Harvard retained its AAA credit rating from both Moody’s Investor Service and Standard & Poor’s, reflecting the rating agencies’ continued faith in the University’s finances. A strong credit rating allows Harvard to raise capital more easily and cheaply from the debt markets.

Though Harvard’s endowment suffered a heavy blow during the financial crisis, investment returns reached 11 percent in fiscal year 2010.

As University finances have increasingly stabilized, Harvard is rethinking its financial strategy for the next few years.

For one, Harvard intends to decrease its capital spending for the next two years, according to both rating agencies.

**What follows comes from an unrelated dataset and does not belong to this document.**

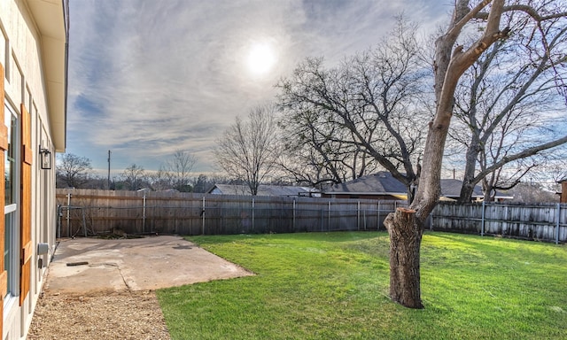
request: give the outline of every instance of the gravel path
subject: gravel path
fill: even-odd
[[[27,339],[170,339],[153,291],[63,294],[45,290]]]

And in 2009, University President Drew G. Faust announced that Harvard would cut as much as half of its capital budget and expressed plans to depart from Harvard’s usual method of financing new construction by borrowing.

Currently, the University has relied more heavily on private donations to finance building projects, including construction at the Law School, the renovation of the Fogg, and ongoing building projects in Allston.

In addition, Executive Vice President Katherine N. Lapp is implementing a new capital planning process that will involve centralizing decisions about the optimal use of financial resources.